As a QA Analyst at Centerline, my mission is to hold every project to an incredibly high standard. The goal is to ensure that every project meets or exceeds the standards of functional and experiential quality necessary to make a positive impact on the user/viewer/reader. We at Centerline don’t just want our creations to “get the job done;” we want them to be useable, useful, delightful, and desirable solutions that support our clients’ business goals.
That all sounds very conceptual and idealistic, doesn’t it?
In reality, a QA Analyst documents project requirements, tests for any issues with functionality and intuitiveness, and communicates with all members of the project team. Intentional, scheduled, organized QA is almost always a priority for development projects. Unfortunately, it often falls into a much less crucial category for other types of projects–writing, video production, static designs, etc.

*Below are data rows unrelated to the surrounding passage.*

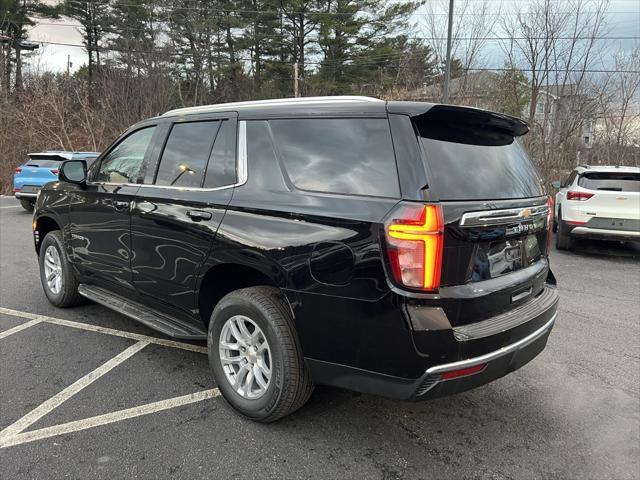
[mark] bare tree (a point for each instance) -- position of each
(473, 25)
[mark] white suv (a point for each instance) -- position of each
(598, 202)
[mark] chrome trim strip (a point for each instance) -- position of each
(271, 103)
(499, 217)
(603, 231)
(470, 362)
(241, 168)
(242, 152)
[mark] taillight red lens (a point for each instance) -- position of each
(414, 241)
(463, 372)
(579, 196)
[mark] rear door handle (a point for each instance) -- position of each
(197, 215)
(120, 205)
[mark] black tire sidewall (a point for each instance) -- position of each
(27, 205)
(240, 305)
(53, 238)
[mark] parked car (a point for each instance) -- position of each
(598, 202)
(393, 248)
(39, 169)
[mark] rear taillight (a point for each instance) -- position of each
(551, 206)
(579, 196)
(414, 238)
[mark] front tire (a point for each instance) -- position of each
(255, 354)
(27, 205)
(56, 274)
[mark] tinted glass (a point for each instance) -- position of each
(124, 163)
(570, 179)
(186, 153)
(221, 170)
(352, 156)
(481, 172)
(613, 181)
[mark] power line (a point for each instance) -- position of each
(365, 60)
(73, 25)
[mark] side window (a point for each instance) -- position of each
(221, 170)
(123, 164)
(570, 179)
(186, 154)
(343, 155)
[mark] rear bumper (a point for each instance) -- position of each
(605, 234)
(496, 364)
(503, 358)
(26, 196)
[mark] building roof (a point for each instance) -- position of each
(63, 154)
(606, 168)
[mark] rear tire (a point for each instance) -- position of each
(56, 273)
(27, 205)
(563, 238)
(267, 317)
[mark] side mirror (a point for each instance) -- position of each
(74, 171)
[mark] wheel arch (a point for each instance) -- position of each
(224, 278)
(42, 225)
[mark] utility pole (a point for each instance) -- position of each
(296, 89)
(447, 70)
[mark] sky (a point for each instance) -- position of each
(623, 20)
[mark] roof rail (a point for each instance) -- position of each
(272, 103)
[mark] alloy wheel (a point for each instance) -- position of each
(245, 357)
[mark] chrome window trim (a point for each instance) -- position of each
(241, 168)
(276, 102)
(500, 217)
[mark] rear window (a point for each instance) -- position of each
(338, 155)
(477, 164)
(613, 181)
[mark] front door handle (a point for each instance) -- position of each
(120, 205)
(197, 215)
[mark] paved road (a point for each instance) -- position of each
(571, 413)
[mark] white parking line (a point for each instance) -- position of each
(107, 418)
(108, 331)
(19, 328)
(58, 399)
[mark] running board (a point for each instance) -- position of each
(143, 314)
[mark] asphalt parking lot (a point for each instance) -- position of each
(88, 393)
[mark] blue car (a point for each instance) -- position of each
(41, 168)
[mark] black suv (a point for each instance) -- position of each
(394, 248)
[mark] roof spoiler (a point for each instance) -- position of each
(475, 118)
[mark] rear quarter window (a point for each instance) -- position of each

This is unfortunate – there are so many benefits of a formal QA process even for less interactive projects.
QA benefits our clients
Catching errors before sending files to a client for review allows the client to focus on actual content, style, functionality – basically, the client won’t be distracted by errors during the feedback/approval process.
By sending a client our very best, we save them time and enable them to focus on the bigger picture. In this same vein, sending a client files for approval that are free of errors instills in the client confidence in our abilities to deliver exactly what they want and need.
QA improves our internal process
QA allows the client to focus on the bigger picture rather than being distracted by errors, therefore reducing the number of rounds of revisions. This can be a crucial savior of budgets and timelines.
Designating a trained QA professional for this task gives our Account Teams extra confidence to promise the client a high-quality, error-free final product and removes from them the burden of “impromptu QA,” allowing them to focus on their more pressing tasks.
QA increases overall project quality
This one seems obvious. “Quality Assurance,” right?
Having someone who has not been involved in the ideation/production process test the project gives a more accurate representation of an end-user’s reaction to how the project looks, reads, and functions. It’s difficult for “Conceptors” and “Makers” to distance themselves from a project enough to evaluate – without bias – whether or not everything is as useable, useful, delightful, and desirable as possible.
QA is necessary for every kind of project. Whitepapers, design documents, video transcripts and subtitles all need to be proofread–not only to catch errors, but to ensure the content’s clarity. Video files must be viewed in different platforms–not only to verify that all files were saved and labeled correctly, but to make sure that the video conveys the intended message in the best way possible. Interactive projects must be tested in every possible platform–not only to ensure solid functionality but to maximize the quality of the user’s experience.
A dedicated QA professional is a voice for the user, viewer, or reader, and he or she will push every project to be as intuitive and helpful as possible.